3 weeks touring around in Lebanon and one thing I can tell is that there is garbage everywhere. Coming from the west I thought Lebanon was one of the most advanced places in the arab world but the truth is that the reality does not match what the lebanese ministry of tourism is promoting abroad. There is a dramatic lack of infrastructure for everything but also for tourism and this is something important when the country wants to prortay itself as the jewel of the middle-east. Tourism is an industry whose capital is the environment and culture of a region. The culture of the peoples living in Lebanon is millenarian yet the environment is so degraded that for me it is enough reason to go spend the holidays somewhere else.
From the seaside to the mountains, from the valleys to the caves and from the cities to the villages everywhere there is waste sidelining the roads, the paths, the rivers and the buildings. Lebanon has no waste management system whatsoever and everything –be it glass bottles, metals, paper, etc…- ends up indiscriminately dumped anywhere.
In Tripoli, north of the country, if you visit the only Islands of the country –which happened to be protected by Unesco because of rare birds and turtles- you will find they have been turned into waste dumps. Families go there to spend the day and all they bring ends up dumped there. Even the former fishermen now employed bringing people to the Islands –no fish anymore- don’t mind throwing their trash into the water. The submarine wildlife is still remarkable and foreign to the inhumane behaviour on the islands but it is a matter of time before the fish and shells will be affected.
In Saida –the famous and ancient Sidon- they have been piling the rubbish next to the sea since decades until it reached a 4 story high. Two years ago it collapsed and half of the dump ended up in the water, only hundreds of meters away from the most famous tourist sites of the city and where the fisherman do their work.
Some years before, Hezbollah burnt down the only incinerator in the country because of the health impacts that this dirty technology was having on the neighbouring communities.
Neither dumps nor incinerators will do the work in a country without law and without government but which wants to be modern. Beirut appeared to me as the perfect example of bad copy of western society: high consumist and individualist attitude, the culture of showing off instead of investing in the being, liberalism for some whilst the people with dark skin can’t step into the beaches or swiming pools… but at the same time unsustainaibilty to the extreme; brand new SUVs and luxury cars blocking the roads and polluting the air, garbage everywhere, exhausted fish reserves, high energy and food dependency from outside when the country could be self-sufficient…
It is difficult to organise a country that is unstable by nature and in a constant state of semi-war. Yet this speaks in favour of a decentralised waste management system in which every village and community should manage its own rubbish. With a couple of tweaks the whole country could offer a completely different face to the world.
First; most of the waste in Lebanon (60%) is organic which means it could be used for compost to replenish the exhausted soils of the Bekaa Valley. This doesn’t need big infrastructure or investment and could easily be organised with a door-to-door separate collection system with assistance from other good practices.

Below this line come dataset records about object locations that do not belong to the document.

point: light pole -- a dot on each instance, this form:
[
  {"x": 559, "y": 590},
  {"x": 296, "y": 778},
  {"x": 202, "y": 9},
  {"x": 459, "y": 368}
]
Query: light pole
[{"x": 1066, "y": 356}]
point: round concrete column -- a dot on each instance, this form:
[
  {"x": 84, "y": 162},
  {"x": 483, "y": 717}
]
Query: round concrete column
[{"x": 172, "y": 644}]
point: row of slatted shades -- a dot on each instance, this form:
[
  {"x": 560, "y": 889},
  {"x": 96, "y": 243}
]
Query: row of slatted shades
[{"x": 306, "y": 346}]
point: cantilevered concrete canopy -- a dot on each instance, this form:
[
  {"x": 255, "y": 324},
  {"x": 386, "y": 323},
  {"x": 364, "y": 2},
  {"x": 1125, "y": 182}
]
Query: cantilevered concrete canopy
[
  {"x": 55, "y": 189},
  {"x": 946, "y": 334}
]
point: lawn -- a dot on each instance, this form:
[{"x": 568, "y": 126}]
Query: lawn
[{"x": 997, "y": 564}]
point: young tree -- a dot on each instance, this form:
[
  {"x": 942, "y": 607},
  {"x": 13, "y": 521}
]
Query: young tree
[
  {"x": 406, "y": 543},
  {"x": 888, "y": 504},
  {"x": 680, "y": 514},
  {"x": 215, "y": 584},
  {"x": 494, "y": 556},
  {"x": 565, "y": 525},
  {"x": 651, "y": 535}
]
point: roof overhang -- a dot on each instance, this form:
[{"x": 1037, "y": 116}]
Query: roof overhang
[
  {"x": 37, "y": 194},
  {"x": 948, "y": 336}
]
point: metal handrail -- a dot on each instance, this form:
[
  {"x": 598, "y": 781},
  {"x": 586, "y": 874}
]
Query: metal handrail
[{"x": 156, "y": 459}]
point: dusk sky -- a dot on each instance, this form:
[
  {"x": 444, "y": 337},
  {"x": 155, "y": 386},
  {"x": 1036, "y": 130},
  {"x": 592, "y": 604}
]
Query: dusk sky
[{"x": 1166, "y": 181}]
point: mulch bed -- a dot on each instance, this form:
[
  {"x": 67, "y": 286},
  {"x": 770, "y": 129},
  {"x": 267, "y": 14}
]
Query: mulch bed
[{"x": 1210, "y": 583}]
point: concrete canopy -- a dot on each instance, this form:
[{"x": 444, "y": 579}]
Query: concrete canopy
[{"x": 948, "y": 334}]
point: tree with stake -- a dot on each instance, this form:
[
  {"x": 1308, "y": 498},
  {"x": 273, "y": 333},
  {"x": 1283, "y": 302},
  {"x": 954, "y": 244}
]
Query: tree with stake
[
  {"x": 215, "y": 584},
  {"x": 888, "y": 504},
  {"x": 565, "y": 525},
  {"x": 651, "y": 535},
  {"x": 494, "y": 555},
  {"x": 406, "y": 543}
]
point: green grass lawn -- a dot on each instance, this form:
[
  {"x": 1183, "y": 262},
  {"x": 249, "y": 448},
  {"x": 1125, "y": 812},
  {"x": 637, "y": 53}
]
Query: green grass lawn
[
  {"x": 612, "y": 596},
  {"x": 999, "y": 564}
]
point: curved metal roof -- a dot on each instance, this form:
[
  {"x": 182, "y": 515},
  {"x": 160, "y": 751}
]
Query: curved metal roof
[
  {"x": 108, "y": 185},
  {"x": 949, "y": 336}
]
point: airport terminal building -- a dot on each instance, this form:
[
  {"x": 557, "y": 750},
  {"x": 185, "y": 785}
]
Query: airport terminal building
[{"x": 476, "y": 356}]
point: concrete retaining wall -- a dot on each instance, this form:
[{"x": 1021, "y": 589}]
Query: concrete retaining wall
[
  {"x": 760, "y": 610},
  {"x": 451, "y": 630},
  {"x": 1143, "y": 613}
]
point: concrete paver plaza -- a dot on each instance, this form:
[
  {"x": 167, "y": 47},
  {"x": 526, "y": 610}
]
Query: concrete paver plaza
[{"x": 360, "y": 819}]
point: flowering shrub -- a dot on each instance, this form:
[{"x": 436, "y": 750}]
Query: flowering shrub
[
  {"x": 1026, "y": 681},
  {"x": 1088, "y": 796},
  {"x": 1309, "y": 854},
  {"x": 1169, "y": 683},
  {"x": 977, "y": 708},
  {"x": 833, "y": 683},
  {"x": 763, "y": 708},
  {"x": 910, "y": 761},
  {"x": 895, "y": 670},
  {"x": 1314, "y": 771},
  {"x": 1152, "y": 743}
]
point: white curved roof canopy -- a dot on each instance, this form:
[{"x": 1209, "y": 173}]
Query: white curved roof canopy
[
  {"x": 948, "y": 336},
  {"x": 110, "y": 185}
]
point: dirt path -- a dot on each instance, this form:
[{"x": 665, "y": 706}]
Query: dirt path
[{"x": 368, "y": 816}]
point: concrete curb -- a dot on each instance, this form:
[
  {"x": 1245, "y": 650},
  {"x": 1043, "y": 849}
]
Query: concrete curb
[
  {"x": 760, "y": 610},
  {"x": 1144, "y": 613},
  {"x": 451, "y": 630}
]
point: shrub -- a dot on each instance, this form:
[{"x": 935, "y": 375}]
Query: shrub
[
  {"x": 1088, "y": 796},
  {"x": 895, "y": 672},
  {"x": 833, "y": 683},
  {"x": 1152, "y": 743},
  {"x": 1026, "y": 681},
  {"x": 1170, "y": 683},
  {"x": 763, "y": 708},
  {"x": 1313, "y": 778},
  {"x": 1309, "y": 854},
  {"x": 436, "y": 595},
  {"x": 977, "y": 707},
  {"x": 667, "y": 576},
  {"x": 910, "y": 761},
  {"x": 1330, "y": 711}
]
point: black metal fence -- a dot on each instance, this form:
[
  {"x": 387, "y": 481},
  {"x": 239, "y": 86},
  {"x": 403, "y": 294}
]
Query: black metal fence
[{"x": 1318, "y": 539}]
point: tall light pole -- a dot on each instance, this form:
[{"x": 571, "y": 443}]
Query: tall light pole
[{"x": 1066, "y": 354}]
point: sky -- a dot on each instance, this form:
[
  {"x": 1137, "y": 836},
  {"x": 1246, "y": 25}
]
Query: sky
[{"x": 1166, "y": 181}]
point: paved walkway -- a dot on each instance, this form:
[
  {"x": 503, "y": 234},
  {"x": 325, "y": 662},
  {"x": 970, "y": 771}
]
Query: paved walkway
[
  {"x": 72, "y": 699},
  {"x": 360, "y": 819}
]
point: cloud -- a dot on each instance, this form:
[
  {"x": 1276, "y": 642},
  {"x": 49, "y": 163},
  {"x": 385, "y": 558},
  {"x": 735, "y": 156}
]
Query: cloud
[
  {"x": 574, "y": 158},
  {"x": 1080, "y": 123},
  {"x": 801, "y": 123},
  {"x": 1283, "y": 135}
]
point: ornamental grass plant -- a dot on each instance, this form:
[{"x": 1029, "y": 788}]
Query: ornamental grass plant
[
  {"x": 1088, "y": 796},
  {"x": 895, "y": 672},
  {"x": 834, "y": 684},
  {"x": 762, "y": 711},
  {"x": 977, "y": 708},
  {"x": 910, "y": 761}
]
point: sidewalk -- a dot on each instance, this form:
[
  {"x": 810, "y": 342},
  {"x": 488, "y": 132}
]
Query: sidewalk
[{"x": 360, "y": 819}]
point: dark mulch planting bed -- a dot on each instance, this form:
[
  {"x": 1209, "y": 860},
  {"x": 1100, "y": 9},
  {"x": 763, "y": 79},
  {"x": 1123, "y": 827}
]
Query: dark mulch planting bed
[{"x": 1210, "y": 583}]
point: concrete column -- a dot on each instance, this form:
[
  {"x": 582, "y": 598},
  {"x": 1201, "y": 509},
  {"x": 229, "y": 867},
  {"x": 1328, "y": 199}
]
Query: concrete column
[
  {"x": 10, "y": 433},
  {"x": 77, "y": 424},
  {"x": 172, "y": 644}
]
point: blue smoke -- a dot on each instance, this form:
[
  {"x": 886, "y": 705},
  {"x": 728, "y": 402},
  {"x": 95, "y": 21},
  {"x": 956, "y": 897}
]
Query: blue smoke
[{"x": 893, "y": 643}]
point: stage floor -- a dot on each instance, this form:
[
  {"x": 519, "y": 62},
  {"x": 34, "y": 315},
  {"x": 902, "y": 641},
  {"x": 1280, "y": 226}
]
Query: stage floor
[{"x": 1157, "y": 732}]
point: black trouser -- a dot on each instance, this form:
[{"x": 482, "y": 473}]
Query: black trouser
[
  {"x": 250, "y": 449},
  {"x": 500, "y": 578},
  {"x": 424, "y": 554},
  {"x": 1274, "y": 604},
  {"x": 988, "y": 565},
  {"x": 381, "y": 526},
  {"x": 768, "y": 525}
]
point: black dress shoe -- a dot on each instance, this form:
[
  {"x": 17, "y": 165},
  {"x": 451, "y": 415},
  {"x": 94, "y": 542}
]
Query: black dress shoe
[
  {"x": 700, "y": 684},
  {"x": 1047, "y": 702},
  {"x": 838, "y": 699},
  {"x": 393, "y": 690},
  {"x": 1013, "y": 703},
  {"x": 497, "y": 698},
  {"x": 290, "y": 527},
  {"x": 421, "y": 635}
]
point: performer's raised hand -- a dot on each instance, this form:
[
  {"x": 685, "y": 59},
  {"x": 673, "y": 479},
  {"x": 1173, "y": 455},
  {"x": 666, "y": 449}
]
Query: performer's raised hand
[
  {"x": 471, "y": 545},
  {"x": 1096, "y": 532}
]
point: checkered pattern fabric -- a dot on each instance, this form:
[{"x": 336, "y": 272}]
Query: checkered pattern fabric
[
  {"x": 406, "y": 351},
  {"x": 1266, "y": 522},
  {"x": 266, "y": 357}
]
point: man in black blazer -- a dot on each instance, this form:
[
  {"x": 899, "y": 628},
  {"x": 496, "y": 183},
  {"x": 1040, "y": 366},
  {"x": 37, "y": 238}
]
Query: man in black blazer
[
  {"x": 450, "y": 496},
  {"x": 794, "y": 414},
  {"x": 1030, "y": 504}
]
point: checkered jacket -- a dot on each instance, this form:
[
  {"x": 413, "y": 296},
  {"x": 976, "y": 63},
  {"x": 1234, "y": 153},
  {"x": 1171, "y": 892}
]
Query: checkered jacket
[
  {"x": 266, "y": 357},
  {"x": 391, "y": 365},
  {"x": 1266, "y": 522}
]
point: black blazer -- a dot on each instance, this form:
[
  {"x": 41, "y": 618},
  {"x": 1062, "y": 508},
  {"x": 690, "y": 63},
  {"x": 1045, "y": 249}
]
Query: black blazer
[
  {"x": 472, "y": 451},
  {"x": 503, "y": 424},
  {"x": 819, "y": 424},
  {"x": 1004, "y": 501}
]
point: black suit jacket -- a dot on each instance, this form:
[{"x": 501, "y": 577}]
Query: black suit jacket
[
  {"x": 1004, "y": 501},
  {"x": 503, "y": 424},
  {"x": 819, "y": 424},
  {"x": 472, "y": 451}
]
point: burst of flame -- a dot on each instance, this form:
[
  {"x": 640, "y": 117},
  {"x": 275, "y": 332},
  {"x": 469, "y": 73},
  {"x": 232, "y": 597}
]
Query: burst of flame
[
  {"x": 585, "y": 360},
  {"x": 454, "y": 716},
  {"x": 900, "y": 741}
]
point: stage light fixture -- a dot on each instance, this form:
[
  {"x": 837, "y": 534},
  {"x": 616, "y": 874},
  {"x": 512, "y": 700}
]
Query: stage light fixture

Secondly the remaining waste is plastic, paper, glass and cans from beverages and plastic bags. The glass, metals and plastic could easily be recovered by re-introducing a deposit system (Lebanon had a well-functioning deposit system that is slowly dying in favour of the throw-away society) or just by paying an amount per kg for separately collected pile of paper, PET plastic, glass and metal. This would boost the recycling industry in the country, it would provide jobs to a part of the young and hopeless generation which now wanders around and it would clean the country so that tourists can enjoy visiting one of the craddles of civilisation.
There are lots of other measures that would be necessary and sooner or later someone will have to teach the young lebanese not to dump waste in the street but to these measures could be a good start.
At the moment Lebanon doesn’t have any waste law and the ministry of environment is trying to push forward a law with the help from NGOs. They will need all the help to clean up the country (“cleaning” in the widest sense).